EMIS532 Business Data Mining
Assignment 3
PVA Fundraising
Background
A national veteran’s organization wishes to develop a data mining model to improve the cost effectiveness of their direct marketing campaign. The organization, with its in-house database of over 13 million donors, is one of the largest direct mail fundraisers in the United States. According to their recent mailing records, the overall response rate is 5.1%. Out of those who responded (donated), the average donation is $13.00. Each mailing, which includes a gift of personalized address labels and assortments of cards and envelopes, costs $0.68 to produce and send. Using these facts, we take a sample of this dataset to develop a classification model that can effectively capture donors so that the expected net profit is maximized. Weighted sampling is used, under-representing the non-responders so that the sample has equal numbers of donors and non-donors.
Data
The file pvaBalancedTrg.csv contains 7824 data points. The sample has been balanced to carry equal proportions of donors and non-donors, i.e. the data has 50% donors (TARGET−B = 1) and 50% non-donors (TARGET−B = 0). The amount of donation (TARGET−D) is also included but is not to be used in this case. The file contains 41 attributes.
The assignment
In this assignment, we examine the performance of different modeling techniques –logistic regression, decision trees, and k-nearest neighbor classifiers. Performance should be evaluated based on costs and benefits as given above; we want a model that maximizes profit.
PART ONE
1. Data exploration
Import the data, and examine the different variables. You are required to go through the following aspects and explain what you did in each:
Data statistics: distribution of values, mean, standard deviation, range of values, frequencies, modes, etc.
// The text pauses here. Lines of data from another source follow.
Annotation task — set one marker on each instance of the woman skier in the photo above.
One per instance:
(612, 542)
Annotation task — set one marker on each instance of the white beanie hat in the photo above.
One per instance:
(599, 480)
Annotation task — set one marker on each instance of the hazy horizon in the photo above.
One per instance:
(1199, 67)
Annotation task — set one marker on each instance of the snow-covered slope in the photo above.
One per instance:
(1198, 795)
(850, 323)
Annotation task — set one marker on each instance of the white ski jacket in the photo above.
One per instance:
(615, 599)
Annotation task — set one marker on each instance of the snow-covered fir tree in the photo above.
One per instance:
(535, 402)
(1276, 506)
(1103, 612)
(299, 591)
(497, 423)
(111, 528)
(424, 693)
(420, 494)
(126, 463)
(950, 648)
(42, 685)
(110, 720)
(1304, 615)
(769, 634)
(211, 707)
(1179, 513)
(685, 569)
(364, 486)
Missing values: the techniques you used to handle missing values
Data transformation: changing data from one type to another, rescaling, data mapping, and Principal Components Analysis (PCA); in other words, data reduction
Data visualization: visually examining the relations between variables and the target variable, i.e. scatterplots, histograms, bar charts, pie charts, etc.
Variable selection: omitting variables, subsets, and list of final variables to consider for modeling
2. Modeling
Partitioning – Partition the dataset into 60% training and 40% validation (set the seed to 12345). [A specified seed ensures that we obtain the same random partitioning every time we run it. With no specified seed, the system clock is typically used to set the seed, and a different partitioning can result in different runs].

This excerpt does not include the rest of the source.